Ders dinlediğimiz yıl 1989’du.
Ve kim bilir kaç kez aynı cümleyi öğrencilerine söylemişti değerli hocamız bizden önce ve sonra…
Kastettiği özgürlükler idi.
Özgürlükleri verirken getirilen kısıtlamalar ve ama kelimeleriyle nasıl özgürlüklerin sınırlandırıldığını ve bunun kabul edilemez olduğunu anlatırdı yılmadan.
Prof. Dr. Metin Günday, hala çırpınıyor; hala ekranlarda, basında bir şeyler anlatmaya çabalıyor.
Sonuç?..
Yeni anayasa tartışmaları yine başladı.
Anayasanın değişmesi gereken mutlak hükümleri var.
Lakin değişmez, oynanmaz, oynanamaz maddeleri de…
Bununla beraber 1982 Anayasası’nda bugüne kadar 19 defa 184 değişiklik yapılmış.
Görünen o ki yetmemiş, eksiklikler ve aksaklıklar giderilememiş.
Çünkü…
Çünkü siz ne yazarsanız yazın aslolan yazılı olan değil uygulanan…
Anayasada güzel maddeler de var, olması gerektiği gibi…
Çalıştırabiliyor musunuz o maddeleri, uygulayabiliyor musunuz hepsini yazdığı gibi?
Herkes izin almaksızın toplantı ve gösteri yürüyüş hakkını kullanabiliyor mu?
Herkes düşüncesini açıklayabiliyor mu rahatça?
Herkes eleştiriyi, özellikle siyasileri, endişe etmeksizin sert biçimde eleştirebiliyor mu?..
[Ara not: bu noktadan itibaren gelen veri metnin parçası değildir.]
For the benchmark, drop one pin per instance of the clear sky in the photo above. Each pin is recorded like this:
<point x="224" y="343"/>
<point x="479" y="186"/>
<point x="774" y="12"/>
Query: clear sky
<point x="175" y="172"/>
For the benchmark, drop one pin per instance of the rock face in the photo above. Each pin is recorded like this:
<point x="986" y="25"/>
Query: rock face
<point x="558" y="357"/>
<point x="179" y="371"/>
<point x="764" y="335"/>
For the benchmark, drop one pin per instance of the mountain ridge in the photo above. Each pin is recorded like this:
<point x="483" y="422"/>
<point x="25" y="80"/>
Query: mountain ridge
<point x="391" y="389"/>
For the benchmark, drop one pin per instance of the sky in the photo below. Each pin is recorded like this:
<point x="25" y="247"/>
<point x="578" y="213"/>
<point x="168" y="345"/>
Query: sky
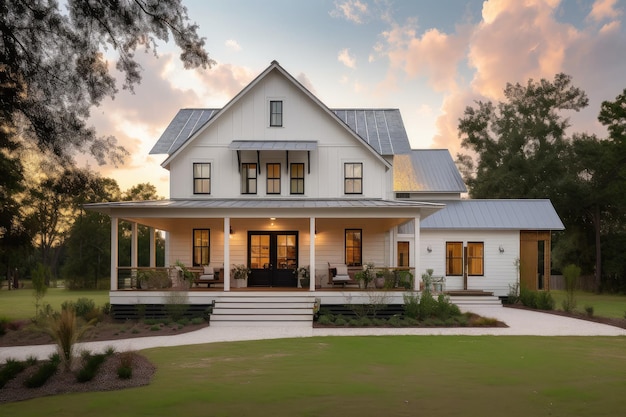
<point x="430" y="59"/>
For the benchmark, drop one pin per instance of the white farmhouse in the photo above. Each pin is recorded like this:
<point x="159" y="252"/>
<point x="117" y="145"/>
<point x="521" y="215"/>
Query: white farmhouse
<point x="275" y="180"/>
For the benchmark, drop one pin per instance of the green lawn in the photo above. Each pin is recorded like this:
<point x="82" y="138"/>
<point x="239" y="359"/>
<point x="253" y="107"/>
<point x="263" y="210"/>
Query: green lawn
<point x="20" y="304"/>
<point x="369" y="376"/>
<point x="604" y="305"/>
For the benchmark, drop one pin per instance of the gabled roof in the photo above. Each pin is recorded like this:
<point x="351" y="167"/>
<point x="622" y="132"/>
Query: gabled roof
<point x="382" y="131"/>
<point x="495" y="214"/>
<point x="427" y="171"/>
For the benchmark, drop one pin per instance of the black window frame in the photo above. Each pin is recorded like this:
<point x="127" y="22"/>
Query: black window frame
<point x="246" y="180"/>
<point x="350" y="258"/>
<point x="351" y="178"/>
<point x="200" y="250"/>
<point x="276" y="113"/>
<point x="296" y="180"/>
<point x="272" y="168"/>
<point x="197" y="180"/>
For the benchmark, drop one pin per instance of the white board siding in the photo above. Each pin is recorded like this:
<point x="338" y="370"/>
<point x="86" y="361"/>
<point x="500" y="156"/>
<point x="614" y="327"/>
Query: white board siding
<point x="500" y="269"/>
<point x="248" y="119"/>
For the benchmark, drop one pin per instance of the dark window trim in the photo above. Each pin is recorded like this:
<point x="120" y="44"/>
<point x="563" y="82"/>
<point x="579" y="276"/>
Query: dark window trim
<point x="246" y="181"/>
<point x="276" y="115"/>
<point x="268" y="178"/>
<point x="195" y="179"/>
<point x="346" y="178"/>
<point x="297" y="180"/>
<point x="360" y="247"/>
<point x="194" y="247"/>
<point x="448" y="258"/>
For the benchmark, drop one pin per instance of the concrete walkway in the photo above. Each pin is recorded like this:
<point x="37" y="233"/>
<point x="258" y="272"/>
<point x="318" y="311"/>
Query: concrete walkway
<point x="520" y="322"/>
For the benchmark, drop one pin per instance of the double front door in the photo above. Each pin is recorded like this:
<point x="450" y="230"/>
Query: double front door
<point x="273" y="259"/>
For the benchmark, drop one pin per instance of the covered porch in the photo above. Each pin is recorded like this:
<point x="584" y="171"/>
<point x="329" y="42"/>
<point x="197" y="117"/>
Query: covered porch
<point x="272" y="238"/>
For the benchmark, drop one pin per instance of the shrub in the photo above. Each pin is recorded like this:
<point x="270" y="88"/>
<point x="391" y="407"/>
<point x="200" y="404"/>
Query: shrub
<point x="10" y="370"/>
<point x="411" y="305"/>
<point x="90" y="369"/>
<point x="544" y="300"/>
<point x="45" y="371"/>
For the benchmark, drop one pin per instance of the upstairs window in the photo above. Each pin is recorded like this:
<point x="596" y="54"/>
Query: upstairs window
<point x="297" y="179"/>
<point x="353" y="178"/>
<point x="201" y="178"/>
<point x="276" y="113"/>
<point x="354" y="247"/>
<point x="248" y="178"/>
<point x="273" y="178"/>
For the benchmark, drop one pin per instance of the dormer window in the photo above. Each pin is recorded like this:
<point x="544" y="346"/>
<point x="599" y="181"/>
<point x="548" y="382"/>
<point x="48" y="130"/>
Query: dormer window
<point x="276" y="113"/>
<point x="202" y="178"/>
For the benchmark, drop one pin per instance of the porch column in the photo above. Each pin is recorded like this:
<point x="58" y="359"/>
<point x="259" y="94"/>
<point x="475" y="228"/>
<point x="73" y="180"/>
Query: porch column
<point x="114" y="253"/>
<point x="226" y="253"/>
<point x="152" y="247"/>
<point x="416" y="255"/>
<point x="312" y="254"/>
<point x="133" y="245"/>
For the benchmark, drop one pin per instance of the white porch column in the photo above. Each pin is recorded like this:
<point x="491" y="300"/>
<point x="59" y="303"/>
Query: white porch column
<point x="312" y="254"/>
<point x="114" y="253"/>
<point x="133" y="245"/>
<point x="152" y="247"/>
<point x="226" y="253"/>
<point x="416" y="255"/>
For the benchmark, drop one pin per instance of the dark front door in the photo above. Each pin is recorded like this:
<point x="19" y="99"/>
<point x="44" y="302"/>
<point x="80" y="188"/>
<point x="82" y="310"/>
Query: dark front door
<point x="273" y="259"/>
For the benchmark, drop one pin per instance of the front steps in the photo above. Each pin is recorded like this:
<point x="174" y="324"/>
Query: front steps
<point x="263" y="310"/>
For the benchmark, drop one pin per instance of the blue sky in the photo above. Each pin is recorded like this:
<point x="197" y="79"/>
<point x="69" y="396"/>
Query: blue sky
<point x="430" y="59"/>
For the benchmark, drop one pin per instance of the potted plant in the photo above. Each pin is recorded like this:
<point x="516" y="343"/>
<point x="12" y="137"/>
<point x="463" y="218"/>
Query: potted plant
<point x="240" y="273"/>
<point x="365" y="276"/>
<point x="304" y="275"/>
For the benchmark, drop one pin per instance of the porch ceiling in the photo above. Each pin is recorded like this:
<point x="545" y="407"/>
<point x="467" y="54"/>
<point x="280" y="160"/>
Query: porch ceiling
<point x="164" y="214"/>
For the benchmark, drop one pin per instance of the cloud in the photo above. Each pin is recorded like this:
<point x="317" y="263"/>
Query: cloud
<point x="604" y="10"/>
<point x="346" y="59"/>
<point x="233" y="45"/>
<point x="352" y="10"/>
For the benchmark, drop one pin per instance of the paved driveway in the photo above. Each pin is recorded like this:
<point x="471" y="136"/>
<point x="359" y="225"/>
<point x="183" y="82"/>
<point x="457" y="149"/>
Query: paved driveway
<point x="520" y="322"/>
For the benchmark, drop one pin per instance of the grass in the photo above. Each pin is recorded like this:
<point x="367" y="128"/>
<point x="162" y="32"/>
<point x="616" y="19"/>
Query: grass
<point x="364" y="376"/>
<point x="20" y="304"/>
<point x="604" y="305"/>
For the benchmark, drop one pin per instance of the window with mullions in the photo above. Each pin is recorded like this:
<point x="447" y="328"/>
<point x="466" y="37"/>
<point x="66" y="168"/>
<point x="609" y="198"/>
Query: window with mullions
<point x="201" y="178"/>
<point x="248" y="178"/>
<point x="353" y="178"/>
<point x="475" y="258"/>
<point x="201" y="247"/>
<point x="276" y="113"/>
<point x="273" y="178"/>
<point x="454" y="258"/>
<point x="354" y="247"/>
<point x="297" y="179"/>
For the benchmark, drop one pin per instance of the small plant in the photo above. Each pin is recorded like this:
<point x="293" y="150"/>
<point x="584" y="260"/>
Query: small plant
<point x="240" y="271"/>
<point x="571" y="273"/>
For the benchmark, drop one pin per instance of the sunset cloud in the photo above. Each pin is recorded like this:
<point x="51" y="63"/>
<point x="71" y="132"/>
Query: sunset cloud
<point x="346" y="59"/>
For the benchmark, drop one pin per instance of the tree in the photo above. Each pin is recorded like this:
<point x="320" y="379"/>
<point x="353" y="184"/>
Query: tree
<point x="517" y="144"/>
<point x="53" y="69"/>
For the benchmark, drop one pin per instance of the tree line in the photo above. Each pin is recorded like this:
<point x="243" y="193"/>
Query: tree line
<point x="521" y="147"/>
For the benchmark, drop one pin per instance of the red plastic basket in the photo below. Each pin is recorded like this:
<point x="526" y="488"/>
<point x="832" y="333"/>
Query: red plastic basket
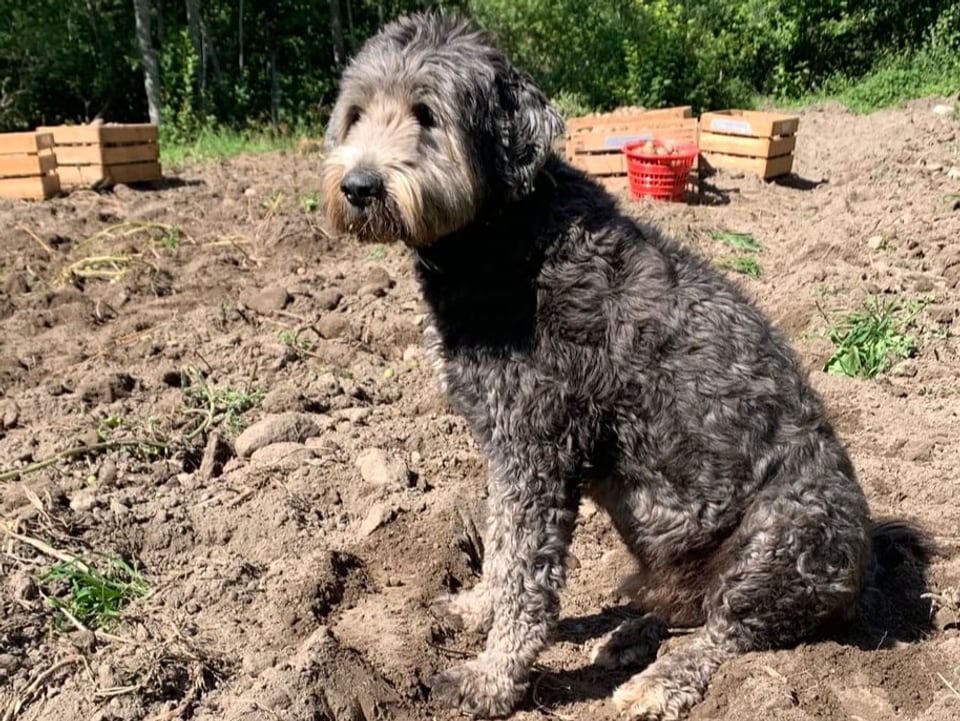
<point x="663" y="175"/>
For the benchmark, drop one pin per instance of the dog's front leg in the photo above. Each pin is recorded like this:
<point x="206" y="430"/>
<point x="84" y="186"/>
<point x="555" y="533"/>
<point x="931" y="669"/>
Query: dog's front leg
<point x="528" y="534"/>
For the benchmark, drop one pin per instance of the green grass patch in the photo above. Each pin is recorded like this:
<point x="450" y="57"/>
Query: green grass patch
<point x="744" y="242"/>
<point x="212" y="405"/>
<point x="743" y="264"/>
<point x="94" y="594"/>
<point x="746" y="245"/>
<point x="930" y="69"/>
<point x="869" y="340"/>
<point x="221" y="142"/>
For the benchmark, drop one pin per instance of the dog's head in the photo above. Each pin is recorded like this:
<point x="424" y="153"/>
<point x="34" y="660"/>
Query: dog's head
<point x="432" y="124"/>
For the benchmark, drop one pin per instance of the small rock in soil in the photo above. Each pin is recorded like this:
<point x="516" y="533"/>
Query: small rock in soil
<point x="22" y="587"/>
<point x="383" y="470"/>
<point x="941" y="313"/>
<point x="9" y="414"/>
<point x="328" y="299"/>
<point x="15" y="284"/>
<point x="107" y="389"/>
<point x="286" y="453"/>
<point x="379" y="278"/>
<point x="215" y="454"/>
<point x="265" y="301"/>
<point x="283" y="427"/>
<point x="905" y="369"/>
<point x="107" y="475"/>
<point x="379" y="515"/>
<point x="9" y="664"/>
<point x="333" y="325"/>
<point x="83" y="500"/>
<point x="356" y="416"/>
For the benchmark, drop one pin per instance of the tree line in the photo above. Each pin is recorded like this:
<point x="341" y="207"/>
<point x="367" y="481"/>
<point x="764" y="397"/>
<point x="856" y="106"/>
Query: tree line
<point x="205" y="63"/>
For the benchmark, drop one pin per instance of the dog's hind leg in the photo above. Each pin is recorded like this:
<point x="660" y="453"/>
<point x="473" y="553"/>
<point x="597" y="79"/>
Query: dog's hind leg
<point x="528" y="534"/>
<point x="798" y="560"/>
Hatırlıyoruz küçüklüğümüzde tüm liderler, tek kanallı TRT’de gayet medeni şekilde açık oturuma katılabiliyor, devlet televizyonu TRT’nin moderatörü de gayet objektif ve her telden soruyu her lidere sorabiliyor muydu?
Evet.
Peki şimdi düşünün ve hayal edin….
Tüm parti liderlerini bir araya koyun, kavga çıkmadan biterse amenna!
Eskinin mizah dergileri vardı…
Milyonu aşan efsane Gırgır…
Fırt, Çarşaf….
Yaşayamadılar, mali sıkıntılara mağlup oldular…
Sonraları Limon, Leman, Hıbır, Uykusuz gibi dergiler de oldu ama efsane Gırgır, Fırt ve Çarşaf’ta siyasi liderler ne kadar eleştirilirdi de hepsinde mevcut hoşgörü ile tebessüm etmiyor muyduk?
Adı üstünde mizah idi çünkü.
Peki şimdi?
Karikatüristleri tutukluyor; aylarca cezaevinde tutuyor, bir güzel ceza veriyoruz.
Bunu 1982 Anayasası mı yaptı?
Yoksa uygulama mı farklılaştı?
Yazılı anayasası olmayan İngiltere’yi hatırlayalım mı?…
Dünyanın en mükemmel anayasası olsun…
Uygulayamazsak ne faydasını görebiliriz ki?..
Evet, 1982 Anayasası, sonuç itibariyle 1980 darbesinin ürünüdür ve yenilenmesi gerekir.
Lakin bugünkü haliyle bile Anayasa ile fiili durum farklı ise uygulanabilecek modern bir anayasayı öngörmek daha elzemdir.
2021’i yaşadığımız bugünlerde insan haklarına saygılı, temel hak ve özgürlükleri tümüyle koruyan ve kısıtlamaların mümkün olduğunca istisna haline geldiği, demokratik, laik, sosyal bir hukuk devletini her daim hayata geçirebiliyor muyuz?
Atatürk milliyetçiliği ve Atatürk ilkelerine sonuna kadar bağlı mıyız?..
Birbirimizden korkuyor muyuz yoksa farklılıklarımızla birbirimize saygı duyduğumuz bir toplum olabiliyor, kutuplaşmadan istikbale ve göklere bakabiliyor muyuz?
Aslolan bu değil midir?
En mükemmel yazılı kuralları kaleme alın, anayasaya işleyin, kanunlarda muhafaza edin…
Uygulama nasıl, gerçekte önemli olan o değil mi?